I’ve just finished another MtG plushie project that I want to share with the world. After 10 or 20 hours bent over the sewing machine, figuring out how to make goblin feet turn out right, one feels a need to brag a little and post an abundance of look-at-my-work photos.
Speaking of which, I figured out how to make goblin feet! And any kind of feet, really. So absorbed was I in actually doing this that I didn’t take any helpful how-to pictures, but I do plan to put up a tutorial at some point with some doll-making tips, and specifically tips for making hands and feet and such. It’s not particularly difficult at all, once you’ve sorted out how it’s done. In the meantime, here are my goblin feet. See, individual toes! I get excited about these things.

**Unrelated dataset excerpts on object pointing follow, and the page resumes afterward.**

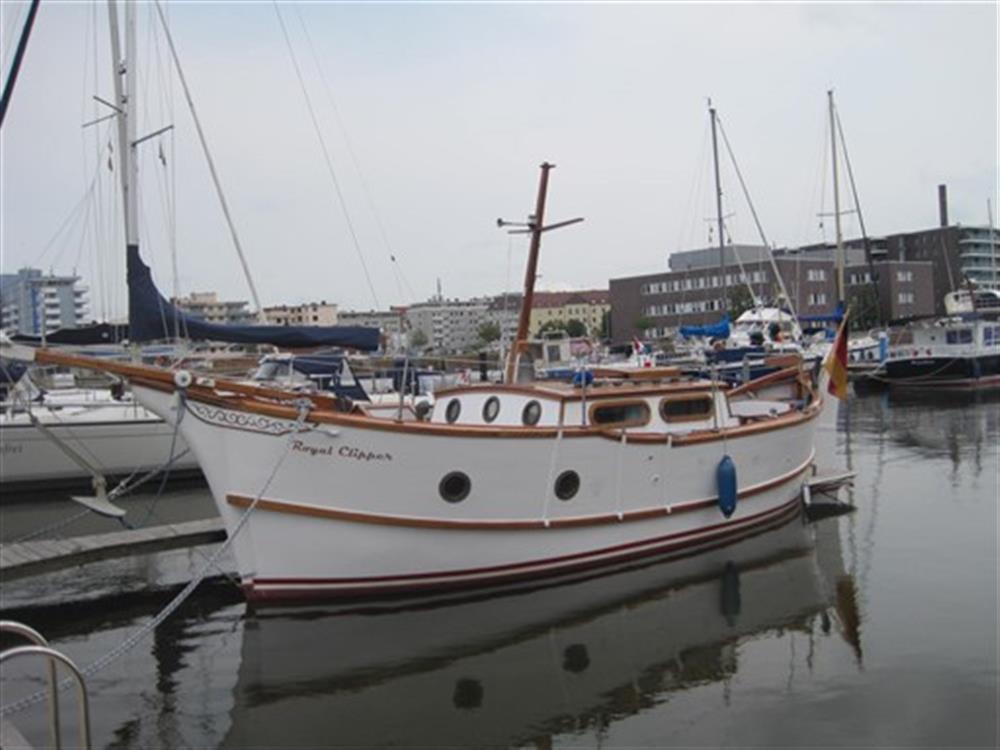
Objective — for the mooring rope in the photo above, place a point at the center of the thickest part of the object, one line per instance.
(130, 642)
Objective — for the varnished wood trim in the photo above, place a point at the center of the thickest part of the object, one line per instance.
(274, 403)
(380, 519)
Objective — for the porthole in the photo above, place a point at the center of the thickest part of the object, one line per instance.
(491, 408)
(455, 486)
(531, 413)
(567, 485)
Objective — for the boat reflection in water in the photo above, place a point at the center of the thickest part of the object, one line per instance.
(520, 667)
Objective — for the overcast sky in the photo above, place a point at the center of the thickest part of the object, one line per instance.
(445, 113)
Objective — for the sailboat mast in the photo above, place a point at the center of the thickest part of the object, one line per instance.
(124, 82)
(536, 225)
(839, 257)
(718, 213)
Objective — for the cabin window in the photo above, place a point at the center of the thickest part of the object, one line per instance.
(567, 485)
(685, 409)
(491, 408)
(531, 413)
(622, 414)
(455, 487)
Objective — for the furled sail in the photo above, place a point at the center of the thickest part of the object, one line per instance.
(719, 330)
(152, 317)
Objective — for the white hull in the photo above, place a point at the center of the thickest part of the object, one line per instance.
(115, 438)
(355, 509)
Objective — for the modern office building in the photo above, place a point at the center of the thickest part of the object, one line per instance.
(310, 314)
(32, 301)
(208, 307)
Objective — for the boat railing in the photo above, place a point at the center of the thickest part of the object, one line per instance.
(40, 647)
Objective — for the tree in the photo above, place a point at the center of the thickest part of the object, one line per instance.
(739, 300)
(863, 304)
(489, 332)
(551, 326)
(576, 328)
(418, 339)
(642, 324)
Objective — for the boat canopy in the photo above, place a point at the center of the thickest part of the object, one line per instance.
(835, 317)
(152, 317)
(719, 330)
(98, 333)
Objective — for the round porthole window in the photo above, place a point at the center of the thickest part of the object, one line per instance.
(491, 408)
(531, 413)
(455, 486)
(567, 485)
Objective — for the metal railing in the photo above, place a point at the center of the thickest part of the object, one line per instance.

I also went out and bought something truly wonderful for this project: dollmaking needles. These needles are 7 inches long, and they mean that I can make the doll’s shoulder and hip joints moveable, as well as the knees and elbows. Again, these are the sorts of things that make me gleeful and giddy.
A Goblin Lackey of course requires his chained-prisoner outfit, which I made out of felt. The helmet is easily removable, the vest is technically removable but a bit more difficult to get off. His britches or loincloth or whatever exactly they are have been sewn on, because lack of hips really wreaks havoc on a creature’s ability to keep their pants from falling down.
Below are a couple of late-in-the-process progress pictures, with various limbs waiting to be stuffed, and of the Goblin Lackey before his visit to the Wardrobe Department.
As you can see in the photo below, crooked and mismatched eybrows – agh! Had to pick his right one out and restitch it (as seen in this post’s previous photos, they ended up much better matched).
The limbs are all ball jointed so they can move. I used needle felted wool balls for the joints, just like with the Perilous Myr. I prefer this over wooden balls – although it means extra work doing the needle felting – because it keeps the doll that much lighter, and means there are no hard, un-squishy, un-cuddly bits. And ultimately, he’s really just a strange, big-eared teddy bear.
NOTE: Should anyone be wondering, I am still planning to post the pattern and the tutorial for the Perilous Myr, for those wishing to try their hand at it. It’s a big project to write a tutorial for, though, and I keep tweaking the pattern (and learning new things and tweaking the pattern even more), so it is still on its way, but with no exact promises as to when.